Eles pertencem à “escola de evolucionistas de Neville Chamberlain”! São conciliadores! Amém!
Os verdadeiros cientistas rejeitam a fé em Deus! Aleluia!
O Deus em quem os judeus acreditavam nos tempos do Antigo Testamento é um pedófilo psicótico! Amém! Diga a eles, irmão!
No capítulo 4 Dawkins trata de refutar argumentos a favor da existência de Deus. Sabe o que é mais irônico: a maioria desses argumentos não é sequer objeto de discussão. Subindo no pedestal da arrogância, ele se enrola todo. Fica muito claro que desconhece vários conceitos filosóficos básicos, fazendo ironias tontas, que só mostram a sua inépcia para o assunto.

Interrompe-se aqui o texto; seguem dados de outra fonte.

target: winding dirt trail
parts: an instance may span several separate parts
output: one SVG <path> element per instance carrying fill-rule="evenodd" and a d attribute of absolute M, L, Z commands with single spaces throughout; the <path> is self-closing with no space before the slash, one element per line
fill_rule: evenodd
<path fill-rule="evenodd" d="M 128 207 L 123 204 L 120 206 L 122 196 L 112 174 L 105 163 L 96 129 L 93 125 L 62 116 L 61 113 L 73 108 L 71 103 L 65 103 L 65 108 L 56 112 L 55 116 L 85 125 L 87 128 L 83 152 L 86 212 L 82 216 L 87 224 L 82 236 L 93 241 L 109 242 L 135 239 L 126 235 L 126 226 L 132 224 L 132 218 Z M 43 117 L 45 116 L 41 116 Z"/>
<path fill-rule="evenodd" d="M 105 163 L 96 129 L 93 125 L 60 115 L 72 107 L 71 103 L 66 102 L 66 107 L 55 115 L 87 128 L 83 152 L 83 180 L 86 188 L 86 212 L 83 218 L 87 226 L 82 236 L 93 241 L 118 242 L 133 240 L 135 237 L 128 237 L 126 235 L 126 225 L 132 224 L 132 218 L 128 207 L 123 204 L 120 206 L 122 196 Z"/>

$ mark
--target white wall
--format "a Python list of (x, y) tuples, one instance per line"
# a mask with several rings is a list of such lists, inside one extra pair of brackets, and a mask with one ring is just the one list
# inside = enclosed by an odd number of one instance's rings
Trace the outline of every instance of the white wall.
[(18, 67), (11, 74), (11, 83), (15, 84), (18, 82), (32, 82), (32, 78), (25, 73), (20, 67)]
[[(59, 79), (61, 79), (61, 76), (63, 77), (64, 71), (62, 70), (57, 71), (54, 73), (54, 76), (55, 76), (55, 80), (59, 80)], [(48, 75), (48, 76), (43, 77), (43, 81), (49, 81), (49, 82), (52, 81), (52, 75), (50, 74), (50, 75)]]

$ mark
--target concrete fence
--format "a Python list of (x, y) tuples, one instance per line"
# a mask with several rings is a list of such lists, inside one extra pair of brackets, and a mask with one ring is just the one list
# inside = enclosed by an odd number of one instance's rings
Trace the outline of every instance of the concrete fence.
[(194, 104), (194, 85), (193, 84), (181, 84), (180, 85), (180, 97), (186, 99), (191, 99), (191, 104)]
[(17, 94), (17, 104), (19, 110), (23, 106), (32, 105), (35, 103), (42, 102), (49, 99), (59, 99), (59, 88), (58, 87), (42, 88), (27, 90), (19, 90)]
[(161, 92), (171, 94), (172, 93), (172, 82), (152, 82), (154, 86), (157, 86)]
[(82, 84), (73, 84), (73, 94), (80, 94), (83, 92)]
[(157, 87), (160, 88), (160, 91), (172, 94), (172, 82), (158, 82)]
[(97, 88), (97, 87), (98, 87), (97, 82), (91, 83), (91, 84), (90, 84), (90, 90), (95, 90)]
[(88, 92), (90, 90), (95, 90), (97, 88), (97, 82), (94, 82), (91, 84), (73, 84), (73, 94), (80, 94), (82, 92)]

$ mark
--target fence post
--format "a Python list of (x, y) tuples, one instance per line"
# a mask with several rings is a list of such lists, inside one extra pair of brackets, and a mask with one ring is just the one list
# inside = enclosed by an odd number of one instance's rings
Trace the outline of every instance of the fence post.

Pior é que quando parece que Dawkins ganha o prêmio da insensatez, ele se auto-supera: ele roda o seu livro em torno do “Grande Argumento”. O tal argumento é batizado como “da improbabilidade”. Em suma o argumento diz o seguinte:
“Qualquer entidade capaz de criar (ou projetar) algo complexo de forma inteligente é necessariamente mais complexa que sua criação (ou seu projeto). A complexidade é inversamente proporcional à probabilidade de existência. Deus é o mais complexo de todos os seres, afinal é criador de todas as coisas. Logo, Deus é improvável”.

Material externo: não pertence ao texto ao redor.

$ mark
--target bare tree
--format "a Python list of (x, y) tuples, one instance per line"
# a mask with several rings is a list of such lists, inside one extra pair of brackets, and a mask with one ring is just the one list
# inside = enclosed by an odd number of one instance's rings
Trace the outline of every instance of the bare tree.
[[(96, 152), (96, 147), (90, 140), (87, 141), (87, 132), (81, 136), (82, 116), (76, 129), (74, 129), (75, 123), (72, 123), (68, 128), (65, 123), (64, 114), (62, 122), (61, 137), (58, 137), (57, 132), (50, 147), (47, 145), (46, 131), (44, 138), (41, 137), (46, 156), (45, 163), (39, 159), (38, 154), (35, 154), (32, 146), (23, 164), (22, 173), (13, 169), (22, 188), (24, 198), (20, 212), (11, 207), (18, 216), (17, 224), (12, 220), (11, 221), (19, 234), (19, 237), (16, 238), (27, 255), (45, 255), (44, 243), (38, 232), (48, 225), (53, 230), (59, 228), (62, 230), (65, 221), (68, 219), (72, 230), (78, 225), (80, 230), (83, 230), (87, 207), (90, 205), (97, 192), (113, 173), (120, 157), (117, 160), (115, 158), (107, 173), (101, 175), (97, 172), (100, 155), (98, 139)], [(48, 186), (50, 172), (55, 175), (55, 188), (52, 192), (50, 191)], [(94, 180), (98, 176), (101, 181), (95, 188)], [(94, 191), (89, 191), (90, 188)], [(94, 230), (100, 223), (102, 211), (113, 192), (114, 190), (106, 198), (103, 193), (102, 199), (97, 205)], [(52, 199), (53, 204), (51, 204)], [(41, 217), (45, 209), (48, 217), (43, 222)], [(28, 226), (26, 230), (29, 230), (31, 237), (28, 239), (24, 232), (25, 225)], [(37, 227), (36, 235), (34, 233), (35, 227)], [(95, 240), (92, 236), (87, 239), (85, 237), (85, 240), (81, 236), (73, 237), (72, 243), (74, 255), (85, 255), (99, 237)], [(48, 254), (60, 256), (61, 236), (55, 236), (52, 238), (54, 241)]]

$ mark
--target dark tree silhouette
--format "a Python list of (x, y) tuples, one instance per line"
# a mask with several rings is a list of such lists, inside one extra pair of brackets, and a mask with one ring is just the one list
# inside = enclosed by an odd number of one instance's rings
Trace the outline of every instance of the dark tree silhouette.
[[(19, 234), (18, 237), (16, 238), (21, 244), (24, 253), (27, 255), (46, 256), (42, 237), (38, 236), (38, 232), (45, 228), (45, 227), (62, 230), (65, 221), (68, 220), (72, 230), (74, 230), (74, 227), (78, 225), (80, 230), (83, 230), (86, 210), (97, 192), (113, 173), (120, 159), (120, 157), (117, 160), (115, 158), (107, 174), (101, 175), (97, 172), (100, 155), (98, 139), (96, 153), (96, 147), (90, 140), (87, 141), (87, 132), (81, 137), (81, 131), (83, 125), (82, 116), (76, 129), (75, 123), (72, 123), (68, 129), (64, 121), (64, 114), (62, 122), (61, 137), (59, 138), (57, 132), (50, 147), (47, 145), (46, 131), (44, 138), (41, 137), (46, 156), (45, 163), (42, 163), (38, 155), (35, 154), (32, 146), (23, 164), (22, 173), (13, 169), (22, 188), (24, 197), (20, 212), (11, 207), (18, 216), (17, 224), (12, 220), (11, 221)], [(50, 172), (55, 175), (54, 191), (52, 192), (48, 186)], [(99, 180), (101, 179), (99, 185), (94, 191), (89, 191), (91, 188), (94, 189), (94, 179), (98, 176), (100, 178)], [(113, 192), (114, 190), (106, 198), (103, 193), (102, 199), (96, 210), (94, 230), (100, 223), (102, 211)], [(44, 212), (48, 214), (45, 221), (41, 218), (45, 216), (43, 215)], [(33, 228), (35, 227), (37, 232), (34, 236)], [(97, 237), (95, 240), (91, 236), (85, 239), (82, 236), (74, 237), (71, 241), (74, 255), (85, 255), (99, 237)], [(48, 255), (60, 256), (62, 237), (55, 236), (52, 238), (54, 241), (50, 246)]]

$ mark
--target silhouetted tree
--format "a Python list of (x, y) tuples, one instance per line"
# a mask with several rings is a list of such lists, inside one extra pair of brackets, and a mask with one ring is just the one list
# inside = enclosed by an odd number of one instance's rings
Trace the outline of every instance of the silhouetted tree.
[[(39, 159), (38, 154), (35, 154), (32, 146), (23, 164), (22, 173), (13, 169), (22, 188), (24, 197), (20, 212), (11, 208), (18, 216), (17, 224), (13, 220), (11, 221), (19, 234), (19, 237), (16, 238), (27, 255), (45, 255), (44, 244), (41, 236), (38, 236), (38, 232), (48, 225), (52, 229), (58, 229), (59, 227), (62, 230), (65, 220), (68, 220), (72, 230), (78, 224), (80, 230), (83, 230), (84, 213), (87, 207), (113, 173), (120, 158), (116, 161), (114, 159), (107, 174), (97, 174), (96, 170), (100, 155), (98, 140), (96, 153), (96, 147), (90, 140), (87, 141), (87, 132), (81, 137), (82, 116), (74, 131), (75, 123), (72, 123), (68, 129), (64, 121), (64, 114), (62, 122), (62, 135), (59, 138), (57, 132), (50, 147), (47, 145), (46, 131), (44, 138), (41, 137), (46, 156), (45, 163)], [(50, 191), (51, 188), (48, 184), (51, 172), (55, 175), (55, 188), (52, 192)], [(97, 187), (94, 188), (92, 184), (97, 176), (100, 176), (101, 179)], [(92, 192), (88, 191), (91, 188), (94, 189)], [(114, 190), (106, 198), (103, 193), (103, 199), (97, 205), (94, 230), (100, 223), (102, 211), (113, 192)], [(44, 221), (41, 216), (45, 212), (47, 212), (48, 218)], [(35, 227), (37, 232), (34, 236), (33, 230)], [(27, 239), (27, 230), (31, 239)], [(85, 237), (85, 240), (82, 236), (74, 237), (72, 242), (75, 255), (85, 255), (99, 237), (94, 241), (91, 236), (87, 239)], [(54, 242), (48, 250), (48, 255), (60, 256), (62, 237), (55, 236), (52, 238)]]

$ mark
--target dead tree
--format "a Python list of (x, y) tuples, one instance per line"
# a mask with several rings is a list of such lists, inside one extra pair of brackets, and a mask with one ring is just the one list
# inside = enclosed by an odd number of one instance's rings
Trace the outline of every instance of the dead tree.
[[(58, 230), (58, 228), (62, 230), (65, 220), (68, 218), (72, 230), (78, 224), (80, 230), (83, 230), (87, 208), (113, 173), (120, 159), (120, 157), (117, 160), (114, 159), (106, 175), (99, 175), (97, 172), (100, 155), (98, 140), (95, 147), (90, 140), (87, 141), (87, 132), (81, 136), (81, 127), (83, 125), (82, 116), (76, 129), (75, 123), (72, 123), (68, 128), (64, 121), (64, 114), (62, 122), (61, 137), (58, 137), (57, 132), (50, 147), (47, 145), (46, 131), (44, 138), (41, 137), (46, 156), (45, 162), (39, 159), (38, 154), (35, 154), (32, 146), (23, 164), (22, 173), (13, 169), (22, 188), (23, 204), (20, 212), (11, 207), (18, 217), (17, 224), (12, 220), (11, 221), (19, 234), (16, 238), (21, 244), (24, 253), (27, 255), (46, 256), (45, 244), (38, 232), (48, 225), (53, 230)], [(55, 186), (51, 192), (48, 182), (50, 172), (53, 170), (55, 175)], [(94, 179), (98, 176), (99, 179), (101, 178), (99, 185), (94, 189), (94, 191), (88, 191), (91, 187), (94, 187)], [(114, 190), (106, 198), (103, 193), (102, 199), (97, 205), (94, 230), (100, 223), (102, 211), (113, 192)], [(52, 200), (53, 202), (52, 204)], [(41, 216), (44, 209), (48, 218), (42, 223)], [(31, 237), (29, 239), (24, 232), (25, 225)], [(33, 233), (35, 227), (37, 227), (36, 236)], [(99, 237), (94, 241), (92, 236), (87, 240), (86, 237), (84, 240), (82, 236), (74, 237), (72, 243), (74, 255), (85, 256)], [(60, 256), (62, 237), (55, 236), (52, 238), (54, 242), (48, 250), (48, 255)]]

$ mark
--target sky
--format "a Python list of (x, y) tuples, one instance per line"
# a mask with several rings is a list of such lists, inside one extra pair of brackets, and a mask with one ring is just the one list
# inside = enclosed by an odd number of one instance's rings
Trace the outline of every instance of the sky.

De onde ele tira isso? Como e quando é válida a relação entre probabilidade e complexidade? Realmente esta é uma relação para lá de discutível. Mas Dawkins tira esta conclusão através da seleção natural. No processo gradativo da seleção natural, um número enorme de eventos com probabilidades até razoáveis formam um caminho para a geração de um ser complexo. Imagina-se que um ser mais complexo tenha um maior número de passos dentro do processo; logo, é mais improvável. Mesmo dentro da seleção natural esta é uma afirmação fraca, mas não é esse o ponto que me chamou a atenção. O que me pareceu muito estranho é o seguinte: Dawkins considera que Deus está submetido à seleção natural?
Ele mesmo responde: “qualquer inteligência criativa, de complexidade suficiente para projetar qualquer coisa, só existe como produto final de um processo extenso de evolução gradativa”.

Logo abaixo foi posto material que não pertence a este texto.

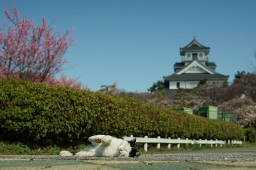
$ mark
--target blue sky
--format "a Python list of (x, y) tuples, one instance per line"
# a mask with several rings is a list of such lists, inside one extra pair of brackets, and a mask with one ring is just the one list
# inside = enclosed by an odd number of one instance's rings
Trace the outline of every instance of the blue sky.
[[(8, 1), (0, 1), (2, 10)], [(74, 45), (63, 73), (92, 90), (117, 82), (127, 92), (147, 92), (173, 73), (179, 48), (196, 36), (211, 48), (216, 71), (252, 71), (256, 64), (256, 1), (12, 0), (20, 13), (64, 32), (74, 29)], [(8, 24), (3, 13), (0, 22)], [(72, 68), (71, 68), (72, 67)], [(70, 69), (71, 68), (71, 69)]]

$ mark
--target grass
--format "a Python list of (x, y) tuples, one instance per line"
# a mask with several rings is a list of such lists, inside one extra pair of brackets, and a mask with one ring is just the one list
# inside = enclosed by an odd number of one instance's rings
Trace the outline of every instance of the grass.
[[(143, 150), (143, 145), (138, 143), (138, 148), (145, 153)], [(255, 147), (256, 144), (251, 143), (244, 143), (242, 147)], [(68, 150), (72, 153), (76, 153), (79, 150), (86, 147), (86, 145), (81, 145), (73, 148), (61, 148), (56, 146), (48, 146), (46, 147), (33, 146), (29, 148), (27, 145), (21, 143), (10, 143), (7, 142), (0, 142), (0, 155), (58, 155), (61, 150)], [(167, 148), (167, 145), (161, 144), (161, 148), (157, 149), (156, 145), (151, 144), (148, 146), (147, 153), (172, 153), (177, 152), (188, 152), (193, 150), (202, 150), (205, 149), (214, 148), (228, 148), (241, 147), (238, 145), (224, 145), (220, 146), (214, 146), (211, 148), (210, 145), (203, 145), (202, 147), (199, 145), (180, 145), (180, 148), (178, 149), (176, 145), (172, 145), (170, 149)]]

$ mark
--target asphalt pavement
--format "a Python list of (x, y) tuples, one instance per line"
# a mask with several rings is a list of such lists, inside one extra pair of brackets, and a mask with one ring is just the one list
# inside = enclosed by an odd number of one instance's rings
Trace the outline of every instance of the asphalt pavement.
[(0, 169), (256, 169), (256, 148), (143, 154), (138, 158), (0, 155)]

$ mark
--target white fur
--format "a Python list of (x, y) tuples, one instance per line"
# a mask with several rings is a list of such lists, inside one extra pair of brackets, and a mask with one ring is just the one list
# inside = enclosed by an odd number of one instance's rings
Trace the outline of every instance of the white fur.
[[(92, 146), (77, 152), (76, 153), (76, 156), (128, 157), (131, 150), (130, 144), (127, 141), (115, 138), (109, 135), (92, 136), (89, 138), (88, 140), (92, 143)], [(67, 154), (67, 152), (65, 153)], [(72, 153), (70, 153), (70, 154)], [(61, 154), (60, 155), (61, 155)], [(67, 155), (70, 155), (69, 154)], [(65, 155), (63, 154), (61, 156)]]

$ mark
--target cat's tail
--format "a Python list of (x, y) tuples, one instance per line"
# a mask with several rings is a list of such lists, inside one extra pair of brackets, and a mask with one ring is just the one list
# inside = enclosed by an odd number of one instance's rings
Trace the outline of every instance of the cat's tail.
[(60, 152), (60, 155), (61, 157), (72, 157), (73, 156), (73, 154), (68, 151), (62, 150)]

Ou seja, o autor postula que se Deus existe e criou alguma coisa, Ele está submetido ao processo de seleção natural. E se está submetido, é o mais improvável dos seres. Por que ele postula isso? Porque decidiu que Deus é assim e pronto, e quem não tem fé na palavra de Dawkins é porque é obscurantista e acredita em bruxas. Mas um deus submetido à seleção natural? Que deus é esse, pelo amor de Deus?
Mais a parte mais legal está na página 80: Numa gradação de um a sete que vai da crença absoluta na existência de Deus até a certeza absoluta de que Deus não existe, Dawkins admite que está na sexta posição ("tendendo para a sétima"): "Probabilidade muito baixa [de que Deus exista], mas que não chega a ser zero. Ateu de facto. 'Não tenho como saber com certeza, mas acho que Deus é muito improvável e levo minha vida na predisposição de que ele não está lá." Então por que o delírio do título? Devia ser "quase um delírio" ou "muito provavelmente um delírio", como disse o brilhante Ali Kamel.
No livro, Dawkins escreve conceitos procurando defender a idéia de que a ciência prescinde de Deus para explicar os fenômenos naturais. Em parte ele pode ate ter razão. Tem gente que acredita assim e nem por isso são ateus. Francis Collins e Alister McGrath que o diga. Isso é uma coisa. Outra, diversa, é tentar "provar" cientificamente que Deus não existe. O resultado não é ciência, não é teologia, é um somatório de argumentos que não levam a lugar algum.
Um comentário:
Se não me engano, o trecho "Aqueles que acreditam [...]
Os verdadeiros cientistas rejeitam a fé em Deus! Aleluia!" é do livro "O Delirio de Dawkins", certo?